🤖 AI Summary
In safety-critical reinforcement learning, agents face unknown environments and must dynamically adapt risk preferences—challenging conventional static or manually tuned risk policies.
Method: We propose a risk-aware decision-making framework that jointly models epistemic and aleatoric uncertainty online. Our approach integrates total variation minimization with Follow-The-Leader online optimization to enable provably convergent, adaptive risk-level selection. It unifies distributional RL, uncertainty quantification, online convex optimization, and satisficing loss design, augmented by total variation regularization.
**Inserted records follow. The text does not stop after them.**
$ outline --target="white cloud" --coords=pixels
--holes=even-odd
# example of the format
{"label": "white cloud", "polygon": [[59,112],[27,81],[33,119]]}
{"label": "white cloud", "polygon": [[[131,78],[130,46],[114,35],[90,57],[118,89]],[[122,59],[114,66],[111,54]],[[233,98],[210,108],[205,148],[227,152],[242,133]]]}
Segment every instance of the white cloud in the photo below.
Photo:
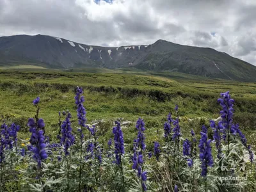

Contribution/Results: Unlike fixed-risk baselines or hand-tuned adaptive methods, our framework autonomously adjusts risk sensitivity in response to environmental feedback. Experiments across diverse tasks demonstrate significant improvements in both policy robustness and sample efficiency, while ensuring theoretical convergence guarantees for dynamic risk calibration.
📝 Abstract
One of the main challenges in reinforcement learning (RL) is that the agent has to make decisions that would influence the future performance without having complete knowledge of the environment. Dynamically adjusting the level of epistemic risk during the learning process can help to achieve reliable policies in safety-critical settings with better efficiency. In this work, we propose a new framework, Distributional RL with Online Risk Adaptation (DRL-ORA). This framework quantifies both epistemic and implicit aleatory uncertainties in a unified manner and dynamically adjusts the epistemic risk levels by solving a total variation minimization problem online. The selection of risk levels is performed efficiently via a grid search using a Follow-The-Leader-type algorithm, where the offline oracle corresponds to a"satisficing measure"under a specially modified loss function. We show that DRL-ORA outperforms existing methods that rely on fixed risk levels or manually designed risk level adaptation in multiple classes of tasks.